- Texte visé : Proposition de loi visant à renforcer la protection des mineurs en formation professionnelle, n° 2707
- Stade de lecture : 1ère lecture (1ère assemblée saisie)
- Examiné par : Commission des affaires sociales
Sous réserve de son traitement par les services de l'Assemblée nationale et de sa recevabilité
Compléter cet article par les deux alinéas suivants :
« L’employeur frappé d’une mesure d’exclusion en application du présent article peut, à l’issue d’un délai de six mois, solliciter la levée anticipée de cette mesure auprès de l’autorité compétente, en apportant la preuve que les manquements constatés ont été corrigés et que les mesures de prévention nécessaires ont été mises en place. La levée anticipée est subordonnée à la validation de l’inspection du travail.
« Un décret en Conseil d’État détermine les conditions dans lesquelles la durée de la mesure d’exclusion est modulée en fonction du chiffre d’affaires de l’entreprise concernée. »
En complément de l'amendement relatif à la graduation de la sanction, le présent amendement vise à introduire deux garanties supplémentaires indispensables à la proportionnalité du dispositif.
D'une part, une clause de réhabilitation permettant à l'entreprise exclue de solliciter la levée anticipée de la mesure d'exclusion, dès lors qu'elle démontre avoir mis en oeuvre les mesures correctrices requises et obtenu la validation de l'inspection du travail. Cette clause est conforme à l'esprit du droit de la commande publique, qui prévoit déjà à l'article L. 2141-4 du code de la commande publique la possibilité pour les opérateurs économiques de prouver leur fiabilité nonobstant l'existence d'un motif d'exclusion.
D'autre part, une modulation de la durée d'exclusion en fonction de la taille de l'entreprise.

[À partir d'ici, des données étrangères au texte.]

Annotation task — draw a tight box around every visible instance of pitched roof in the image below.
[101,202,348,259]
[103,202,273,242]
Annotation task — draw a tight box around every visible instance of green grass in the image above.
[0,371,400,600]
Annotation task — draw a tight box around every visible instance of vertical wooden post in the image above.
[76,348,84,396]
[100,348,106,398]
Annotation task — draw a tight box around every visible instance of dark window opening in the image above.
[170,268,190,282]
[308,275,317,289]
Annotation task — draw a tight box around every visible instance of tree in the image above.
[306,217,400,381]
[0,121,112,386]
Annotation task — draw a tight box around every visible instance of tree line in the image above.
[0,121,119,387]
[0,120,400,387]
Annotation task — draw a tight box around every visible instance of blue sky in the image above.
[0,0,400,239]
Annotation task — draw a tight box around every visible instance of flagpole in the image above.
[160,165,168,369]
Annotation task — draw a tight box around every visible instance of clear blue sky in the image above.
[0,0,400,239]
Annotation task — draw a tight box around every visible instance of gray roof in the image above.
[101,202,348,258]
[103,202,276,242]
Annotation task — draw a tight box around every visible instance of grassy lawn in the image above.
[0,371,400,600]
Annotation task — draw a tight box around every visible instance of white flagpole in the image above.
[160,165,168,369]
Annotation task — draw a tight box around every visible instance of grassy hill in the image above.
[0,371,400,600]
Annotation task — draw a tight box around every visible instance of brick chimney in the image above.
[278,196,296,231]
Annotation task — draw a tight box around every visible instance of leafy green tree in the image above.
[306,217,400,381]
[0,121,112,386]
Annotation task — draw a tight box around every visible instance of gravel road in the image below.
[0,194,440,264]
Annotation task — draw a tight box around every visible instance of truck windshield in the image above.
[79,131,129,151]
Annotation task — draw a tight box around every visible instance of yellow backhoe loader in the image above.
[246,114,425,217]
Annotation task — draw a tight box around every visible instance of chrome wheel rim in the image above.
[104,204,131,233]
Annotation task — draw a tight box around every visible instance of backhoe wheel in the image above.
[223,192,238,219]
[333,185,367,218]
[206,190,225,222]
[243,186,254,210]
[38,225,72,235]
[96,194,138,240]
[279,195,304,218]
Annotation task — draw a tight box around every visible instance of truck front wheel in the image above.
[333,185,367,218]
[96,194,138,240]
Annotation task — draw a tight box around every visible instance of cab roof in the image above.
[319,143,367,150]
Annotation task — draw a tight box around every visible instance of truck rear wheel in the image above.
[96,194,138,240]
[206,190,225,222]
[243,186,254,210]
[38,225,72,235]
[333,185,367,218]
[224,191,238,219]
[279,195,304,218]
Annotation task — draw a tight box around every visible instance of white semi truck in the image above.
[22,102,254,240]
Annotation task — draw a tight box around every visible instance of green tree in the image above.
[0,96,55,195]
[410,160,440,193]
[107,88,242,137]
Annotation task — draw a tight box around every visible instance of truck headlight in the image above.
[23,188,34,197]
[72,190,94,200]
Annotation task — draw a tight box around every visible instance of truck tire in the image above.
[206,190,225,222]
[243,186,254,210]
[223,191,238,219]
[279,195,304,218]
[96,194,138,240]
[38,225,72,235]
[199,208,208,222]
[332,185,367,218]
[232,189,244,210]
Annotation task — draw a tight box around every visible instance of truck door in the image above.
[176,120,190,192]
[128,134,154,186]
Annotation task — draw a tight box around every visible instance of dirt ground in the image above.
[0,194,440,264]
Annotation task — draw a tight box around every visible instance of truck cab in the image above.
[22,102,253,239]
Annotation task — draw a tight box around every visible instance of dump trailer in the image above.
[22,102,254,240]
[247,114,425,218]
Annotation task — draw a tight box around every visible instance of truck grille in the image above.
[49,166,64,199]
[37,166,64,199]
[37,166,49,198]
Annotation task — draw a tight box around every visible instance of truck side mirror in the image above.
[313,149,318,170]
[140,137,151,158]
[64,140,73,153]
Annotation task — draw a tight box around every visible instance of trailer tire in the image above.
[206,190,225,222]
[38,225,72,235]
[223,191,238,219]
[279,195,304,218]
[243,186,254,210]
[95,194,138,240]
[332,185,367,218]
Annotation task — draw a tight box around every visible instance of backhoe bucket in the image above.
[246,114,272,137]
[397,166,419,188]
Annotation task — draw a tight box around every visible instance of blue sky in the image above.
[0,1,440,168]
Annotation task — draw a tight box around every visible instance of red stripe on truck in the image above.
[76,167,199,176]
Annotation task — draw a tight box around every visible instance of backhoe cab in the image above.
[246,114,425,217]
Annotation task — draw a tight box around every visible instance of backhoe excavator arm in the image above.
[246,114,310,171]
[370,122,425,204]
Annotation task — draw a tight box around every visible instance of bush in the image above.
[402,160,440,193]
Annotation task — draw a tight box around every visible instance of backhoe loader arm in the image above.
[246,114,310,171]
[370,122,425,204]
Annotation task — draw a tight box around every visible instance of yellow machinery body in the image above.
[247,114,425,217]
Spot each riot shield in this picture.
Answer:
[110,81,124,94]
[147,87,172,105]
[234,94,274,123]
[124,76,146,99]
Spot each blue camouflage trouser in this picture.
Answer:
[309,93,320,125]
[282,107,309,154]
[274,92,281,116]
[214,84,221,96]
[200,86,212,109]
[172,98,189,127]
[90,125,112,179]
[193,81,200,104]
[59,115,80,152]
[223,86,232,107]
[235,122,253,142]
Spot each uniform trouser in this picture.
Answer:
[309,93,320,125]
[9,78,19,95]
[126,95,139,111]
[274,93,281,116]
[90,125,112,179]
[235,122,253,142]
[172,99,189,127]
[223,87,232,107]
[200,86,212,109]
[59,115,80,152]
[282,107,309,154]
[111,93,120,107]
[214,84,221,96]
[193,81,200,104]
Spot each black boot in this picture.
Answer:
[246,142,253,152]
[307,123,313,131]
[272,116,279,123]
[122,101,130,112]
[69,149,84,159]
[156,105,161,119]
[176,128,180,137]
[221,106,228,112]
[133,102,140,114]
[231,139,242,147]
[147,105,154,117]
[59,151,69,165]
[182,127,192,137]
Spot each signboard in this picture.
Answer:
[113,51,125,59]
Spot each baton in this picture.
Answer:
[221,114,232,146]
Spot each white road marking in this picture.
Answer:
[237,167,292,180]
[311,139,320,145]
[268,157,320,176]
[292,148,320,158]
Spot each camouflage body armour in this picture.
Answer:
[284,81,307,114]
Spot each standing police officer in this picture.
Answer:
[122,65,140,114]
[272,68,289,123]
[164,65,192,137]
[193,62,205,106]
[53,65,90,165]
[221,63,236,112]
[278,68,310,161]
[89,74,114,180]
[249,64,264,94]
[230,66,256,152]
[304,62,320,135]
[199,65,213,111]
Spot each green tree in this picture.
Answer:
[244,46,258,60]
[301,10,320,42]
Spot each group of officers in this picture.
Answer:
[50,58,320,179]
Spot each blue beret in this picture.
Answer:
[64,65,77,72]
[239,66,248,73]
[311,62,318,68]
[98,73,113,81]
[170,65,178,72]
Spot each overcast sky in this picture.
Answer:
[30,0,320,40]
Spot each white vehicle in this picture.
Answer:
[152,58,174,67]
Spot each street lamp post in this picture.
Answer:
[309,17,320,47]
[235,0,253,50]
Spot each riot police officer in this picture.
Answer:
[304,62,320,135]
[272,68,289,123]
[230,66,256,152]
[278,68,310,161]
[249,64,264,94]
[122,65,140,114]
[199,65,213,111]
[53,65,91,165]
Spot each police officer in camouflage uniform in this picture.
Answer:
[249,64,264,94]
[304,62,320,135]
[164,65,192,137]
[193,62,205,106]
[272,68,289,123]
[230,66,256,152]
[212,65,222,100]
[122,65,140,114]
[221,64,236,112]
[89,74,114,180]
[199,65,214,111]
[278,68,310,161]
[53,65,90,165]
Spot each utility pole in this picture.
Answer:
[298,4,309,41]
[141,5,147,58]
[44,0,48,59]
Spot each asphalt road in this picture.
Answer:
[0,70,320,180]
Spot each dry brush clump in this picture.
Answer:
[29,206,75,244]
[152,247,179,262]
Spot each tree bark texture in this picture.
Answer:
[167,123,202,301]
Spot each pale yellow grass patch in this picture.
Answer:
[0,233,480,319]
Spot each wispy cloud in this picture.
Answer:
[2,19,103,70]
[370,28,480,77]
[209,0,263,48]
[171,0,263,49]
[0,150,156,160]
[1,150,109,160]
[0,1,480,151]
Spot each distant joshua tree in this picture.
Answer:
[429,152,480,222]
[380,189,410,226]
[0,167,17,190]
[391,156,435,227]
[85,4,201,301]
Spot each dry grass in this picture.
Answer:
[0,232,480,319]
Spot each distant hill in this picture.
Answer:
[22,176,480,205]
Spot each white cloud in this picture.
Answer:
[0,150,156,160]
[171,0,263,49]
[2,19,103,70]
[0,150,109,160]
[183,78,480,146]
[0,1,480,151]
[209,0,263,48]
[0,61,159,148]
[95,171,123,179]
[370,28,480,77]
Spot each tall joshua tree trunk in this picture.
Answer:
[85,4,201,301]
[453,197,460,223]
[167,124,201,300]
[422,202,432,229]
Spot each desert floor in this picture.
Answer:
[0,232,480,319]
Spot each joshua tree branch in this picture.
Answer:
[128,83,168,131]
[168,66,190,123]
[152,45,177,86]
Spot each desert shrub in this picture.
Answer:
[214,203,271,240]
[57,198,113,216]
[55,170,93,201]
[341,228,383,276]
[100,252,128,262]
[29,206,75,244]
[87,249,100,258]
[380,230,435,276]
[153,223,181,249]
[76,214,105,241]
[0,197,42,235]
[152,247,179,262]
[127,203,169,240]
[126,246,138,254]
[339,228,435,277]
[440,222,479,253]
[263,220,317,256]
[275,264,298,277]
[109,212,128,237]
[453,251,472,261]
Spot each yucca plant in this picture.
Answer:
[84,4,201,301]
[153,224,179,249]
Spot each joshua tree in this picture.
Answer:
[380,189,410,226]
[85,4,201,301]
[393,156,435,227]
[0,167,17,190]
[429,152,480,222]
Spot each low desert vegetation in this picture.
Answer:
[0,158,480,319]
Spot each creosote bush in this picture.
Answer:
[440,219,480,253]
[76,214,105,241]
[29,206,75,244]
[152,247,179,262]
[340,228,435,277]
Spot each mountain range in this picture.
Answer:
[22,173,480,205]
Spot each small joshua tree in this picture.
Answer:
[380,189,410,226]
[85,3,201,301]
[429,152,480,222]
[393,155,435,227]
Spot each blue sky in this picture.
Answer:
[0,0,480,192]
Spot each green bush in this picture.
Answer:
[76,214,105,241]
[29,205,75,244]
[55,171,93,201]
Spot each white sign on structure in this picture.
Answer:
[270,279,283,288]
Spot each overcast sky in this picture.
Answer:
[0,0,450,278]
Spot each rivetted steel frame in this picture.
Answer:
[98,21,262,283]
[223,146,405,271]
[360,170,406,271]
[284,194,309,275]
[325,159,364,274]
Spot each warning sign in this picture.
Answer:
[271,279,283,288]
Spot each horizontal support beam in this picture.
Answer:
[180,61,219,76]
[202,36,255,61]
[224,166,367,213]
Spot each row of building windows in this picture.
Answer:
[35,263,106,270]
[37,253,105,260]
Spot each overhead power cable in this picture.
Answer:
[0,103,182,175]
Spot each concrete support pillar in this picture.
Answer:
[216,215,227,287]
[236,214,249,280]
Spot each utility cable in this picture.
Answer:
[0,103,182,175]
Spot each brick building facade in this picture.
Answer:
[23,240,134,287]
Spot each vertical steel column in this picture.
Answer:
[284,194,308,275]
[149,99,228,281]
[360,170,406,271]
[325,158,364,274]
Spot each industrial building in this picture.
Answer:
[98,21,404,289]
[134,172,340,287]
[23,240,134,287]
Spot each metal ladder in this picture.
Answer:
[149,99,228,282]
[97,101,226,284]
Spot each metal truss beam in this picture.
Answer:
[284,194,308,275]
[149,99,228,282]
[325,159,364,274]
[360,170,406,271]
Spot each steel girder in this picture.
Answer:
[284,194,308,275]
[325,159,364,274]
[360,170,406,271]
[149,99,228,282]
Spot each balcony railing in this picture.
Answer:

Une exclusion uniforme des marchés publics frappe de manière disproportionnée les petites entreprises, dont le chiffre d'affaires dépend structurellement de la commande publique locale, par rapport aux grands groupes qui disposent d'une assise financière leur permettant d'absorber une telle sanction sans risque pour leur pérennité. Il convient donc de moduler la durée d'exclusion selon le chiffre d'affaires de l'entreprise, dans des conditions fixées par décret en Conseil d'État.